Gorelick F S, Wang J K, Lai Y, Nairn A C, Greengard P
Laboratory of Molecular and Cellular Neuroscience, Rockefeller University, New York, New York 10021.
J Biol Chem. 1988 Nov 25;263(33):17209-12.
The autophosphorylation of purified Ca2+/calmodulin-dependent protein kinase II (Ca2+/CaM kinase II) on a threonine-containing phosphopeptide common to both the alpha and beta subunits was previously shown to convert this enzyme into a catalytically active Ca2+-independent species. We now have examined the phosphorylation and activation of Ca2+/CaM kinase II in synaptosomes, a Ca2+-dependent neurosecretory system consisting of isolated nerve terminals. Synaptosomes were prelabeled with 32Pi and the alpha subunit of Ca2+/CaM kinase II was immunoprecipitated. Under basal incubation conditions the alpha subunit was phosphorylated. Depolarization of synaptosomes produced a rapid (2-5 s) Ca2+-dependent increase of about 50% in the state of phosphorylation of the alpha subunit. This was followed by a slower increase in the 32P content of the alpha subunit over the next 5 min of depolarization. The enhanced phosphorylation was characterized by an initial rise (2 s) and subsequent decrease (30 s) in the phosphothreonine content of the alpha subunit. In contrast, the phosphoserine content of the alpha subunit slowly increased during the course of depolarization. Thermolytic two-dimensional phosphopeptide maps of the alpha subunit demonstrated that depolarization stimulated the labeling of a phosphopeptide associated with autoactivation. In parallel experiments, unlabeled synaptosomes were depolarized, and lysates of these synaptosomes were assayed for Ca2+/CaM kinase II activity. Depolarization produced a rapid (less than or equal to 2 s) increase in Ca2+-independent Ca2+/CaM kinase II activity. This activity returned to basal levels by 60 s. Thus, depolarization of intact synaptosomes is associated with the transient phosphorylation of Ca2+/CaM kinase II on threonine residues, presumably involving an autophosphorylation mechanism and concomitantly the transient generation of the Ca2+-independent form of Ca2+/CaM kinase II.

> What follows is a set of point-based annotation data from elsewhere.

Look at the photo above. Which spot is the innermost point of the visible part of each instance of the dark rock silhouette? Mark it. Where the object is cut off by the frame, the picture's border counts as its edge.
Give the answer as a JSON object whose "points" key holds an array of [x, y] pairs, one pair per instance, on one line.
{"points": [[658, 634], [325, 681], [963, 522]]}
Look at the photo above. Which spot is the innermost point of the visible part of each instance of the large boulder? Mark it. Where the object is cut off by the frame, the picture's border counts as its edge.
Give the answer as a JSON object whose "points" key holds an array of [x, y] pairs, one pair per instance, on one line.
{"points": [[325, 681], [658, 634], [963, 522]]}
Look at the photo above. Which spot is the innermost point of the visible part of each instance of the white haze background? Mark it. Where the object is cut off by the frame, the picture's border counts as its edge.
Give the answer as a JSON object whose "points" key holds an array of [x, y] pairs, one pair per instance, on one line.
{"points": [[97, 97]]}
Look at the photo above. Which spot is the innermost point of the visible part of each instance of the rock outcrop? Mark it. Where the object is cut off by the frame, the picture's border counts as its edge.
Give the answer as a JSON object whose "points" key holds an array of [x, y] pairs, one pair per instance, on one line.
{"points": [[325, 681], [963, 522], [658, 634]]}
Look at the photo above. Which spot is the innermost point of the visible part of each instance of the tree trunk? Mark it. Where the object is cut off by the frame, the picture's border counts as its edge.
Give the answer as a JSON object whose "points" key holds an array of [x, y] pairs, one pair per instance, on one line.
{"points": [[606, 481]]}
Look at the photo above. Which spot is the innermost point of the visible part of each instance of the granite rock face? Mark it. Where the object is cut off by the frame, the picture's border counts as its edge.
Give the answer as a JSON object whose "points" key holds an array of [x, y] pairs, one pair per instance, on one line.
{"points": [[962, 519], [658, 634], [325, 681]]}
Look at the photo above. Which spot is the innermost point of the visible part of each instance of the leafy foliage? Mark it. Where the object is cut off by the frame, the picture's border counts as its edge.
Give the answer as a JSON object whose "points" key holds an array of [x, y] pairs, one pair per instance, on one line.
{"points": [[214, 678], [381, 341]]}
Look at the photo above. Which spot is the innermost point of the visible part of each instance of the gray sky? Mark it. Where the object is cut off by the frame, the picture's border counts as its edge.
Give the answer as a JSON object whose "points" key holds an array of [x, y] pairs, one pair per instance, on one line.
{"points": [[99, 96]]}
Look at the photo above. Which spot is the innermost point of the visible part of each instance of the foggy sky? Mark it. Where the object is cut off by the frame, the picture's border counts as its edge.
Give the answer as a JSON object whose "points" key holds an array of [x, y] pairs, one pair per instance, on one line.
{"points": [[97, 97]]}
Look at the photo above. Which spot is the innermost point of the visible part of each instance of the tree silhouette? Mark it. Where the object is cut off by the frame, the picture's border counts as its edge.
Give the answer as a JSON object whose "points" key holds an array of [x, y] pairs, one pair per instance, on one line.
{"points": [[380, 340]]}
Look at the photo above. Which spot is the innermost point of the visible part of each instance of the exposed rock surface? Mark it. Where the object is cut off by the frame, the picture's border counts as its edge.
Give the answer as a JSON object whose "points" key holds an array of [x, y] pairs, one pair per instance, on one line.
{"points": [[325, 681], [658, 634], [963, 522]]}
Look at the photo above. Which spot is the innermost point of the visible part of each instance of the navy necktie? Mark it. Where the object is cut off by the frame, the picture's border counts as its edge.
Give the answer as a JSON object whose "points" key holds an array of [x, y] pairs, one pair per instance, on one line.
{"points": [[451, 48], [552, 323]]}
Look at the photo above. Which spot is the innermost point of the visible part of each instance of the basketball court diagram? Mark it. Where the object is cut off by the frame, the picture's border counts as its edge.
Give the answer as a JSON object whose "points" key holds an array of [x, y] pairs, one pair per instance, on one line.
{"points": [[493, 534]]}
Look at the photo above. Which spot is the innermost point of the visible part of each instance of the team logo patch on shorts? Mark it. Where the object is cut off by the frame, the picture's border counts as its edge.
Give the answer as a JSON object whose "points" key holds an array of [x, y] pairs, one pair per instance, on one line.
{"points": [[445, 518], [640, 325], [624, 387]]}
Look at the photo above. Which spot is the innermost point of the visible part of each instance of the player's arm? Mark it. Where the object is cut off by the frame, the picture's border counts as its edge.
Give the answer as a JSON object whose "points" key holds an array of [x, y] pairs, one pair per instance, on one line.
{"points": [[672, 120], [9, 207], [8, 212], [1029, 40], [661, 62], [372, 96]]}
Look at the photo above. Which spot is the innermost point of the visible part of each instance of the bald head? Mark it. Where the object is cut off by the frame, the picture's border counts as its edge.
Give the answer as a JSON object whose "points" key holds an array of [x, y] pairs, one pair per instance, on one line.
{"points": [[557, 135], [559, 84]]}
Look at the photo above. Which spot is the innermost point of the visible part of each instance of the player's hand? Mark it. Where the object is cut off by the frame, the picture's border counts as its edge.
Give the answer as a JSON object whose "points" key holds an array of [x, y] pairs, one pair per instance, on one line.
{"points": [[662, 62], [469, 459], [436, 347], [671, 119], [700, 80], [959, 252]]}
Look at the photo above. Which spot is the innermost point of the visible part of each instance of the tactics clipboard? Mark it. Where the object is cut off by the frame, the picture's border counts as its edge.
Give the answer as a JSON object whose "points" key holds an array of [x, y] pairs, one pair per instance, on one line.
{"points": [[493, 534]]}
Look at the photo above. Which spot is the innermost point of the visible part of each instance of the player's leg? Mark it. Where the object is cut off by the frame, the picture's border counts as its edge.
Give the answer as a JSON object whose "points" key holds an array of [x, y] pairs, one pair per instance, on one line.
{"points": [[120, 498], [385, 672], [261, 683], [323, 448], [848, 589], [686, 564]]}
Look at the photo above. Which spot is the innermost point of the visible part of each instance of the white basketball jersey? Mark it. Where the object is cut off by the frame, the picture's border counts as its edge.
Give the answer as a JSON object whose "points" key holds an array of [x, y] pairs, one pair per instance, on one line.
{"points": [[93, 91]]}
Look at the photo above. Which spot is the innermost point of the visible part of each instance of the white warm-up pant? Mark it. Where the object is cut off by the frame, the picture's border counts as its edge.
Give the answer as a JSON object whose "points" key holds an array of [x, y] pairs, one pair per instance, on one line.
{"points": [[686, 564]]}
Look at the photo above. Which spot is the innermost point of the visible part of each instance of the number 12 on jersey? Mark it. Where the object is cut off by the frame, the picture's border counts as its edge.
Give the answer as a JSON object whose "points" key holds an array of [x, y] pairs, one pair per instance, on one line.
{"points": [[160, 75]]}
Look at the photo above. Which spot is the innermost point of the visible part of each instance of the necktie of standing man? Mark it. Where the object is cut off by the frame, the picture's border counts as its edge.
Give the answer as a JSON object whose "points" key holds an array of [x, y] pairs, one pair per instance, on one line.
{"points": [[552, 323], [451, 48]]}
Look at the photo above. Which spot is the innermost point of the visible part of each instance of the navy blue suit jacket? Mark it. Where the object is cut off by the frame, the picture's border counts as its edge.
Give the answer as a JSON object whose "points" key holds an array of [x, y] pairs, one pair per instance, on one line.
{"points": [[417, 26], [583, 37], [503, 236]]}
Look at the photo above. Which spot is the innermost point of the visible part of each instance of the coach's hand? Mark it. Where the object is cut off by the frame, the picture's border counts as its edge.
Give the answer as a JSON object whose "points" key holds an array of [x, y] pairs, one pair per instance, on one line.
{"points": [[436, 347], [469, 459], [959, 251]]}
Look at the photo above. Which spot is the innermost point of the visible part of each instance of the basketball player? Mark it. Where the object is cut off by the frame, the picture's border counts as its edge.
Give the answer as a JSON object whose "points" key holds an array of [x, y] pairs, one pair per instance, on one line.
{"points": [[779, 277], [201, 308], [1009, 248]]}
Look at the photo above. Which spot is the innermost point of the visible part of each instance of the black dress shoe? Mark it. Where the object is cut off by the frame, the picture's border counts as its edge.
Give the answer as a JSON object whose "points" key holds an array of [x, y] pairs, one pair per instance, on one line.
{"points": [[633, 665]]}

先前的研究表明,纯化的钙调蛋白依赖性蛋白激酶II(Ca2+/CaM激酶II)在α和β亚基共有的含苏氨酸磷酸肽上进行自磷酸化后,会转变为一种催化活性的不依赖Ca2+的形式。我们现在研究了突触体(一种由分离的神经末梢组成的依赖Ca2+的神经分泌系统)中Ca2+/CaM激酶II的磷酸化和激活情况。突触体先用32Pi进行预标记,然后免疫沉淀Ca2+/CaM激酶II的α亚基。在基础孵育条件下,α亚基发生了磷酸化。突触体去极化导致α亚基磷酸化状态迅速(2 - 5秒)且依赖Ca2+地增加约50%。随后在接下来5分钟的去极化过程中,α亚基的32P含量缓慢增加。增强的磷酸化表现为α亚基磷酸苏氨酸含量先升高(2秒),随后下降(30秒)。相比之下,α亚基的磷酸丝氨酸含量在去极化过程中缓慢增加。α亚基的热解二维磷酸肽图谱表明,去极化刺激了与自激活相关的磷酸肽的标记。在平行实验中,未标记的突触体去极化,然后测定这些突触体裂解物中的Ca2+/CaM激酶II活性。去极化导致不依赖Ca2+的Ca2+/CaM激酶II活性迅速(小于或等于2秒)增加。该活性在60秒时恢复到基础水平。因此,完整突触体的去极化与Ca2+/CaM激酶II在苏氨酸残基上的瞬时磷酸化有关,推测涉及自磷酸化机制,并伴随着不依赖Ca2+形式的Ca2+/CaM激酶II的瞬时产生。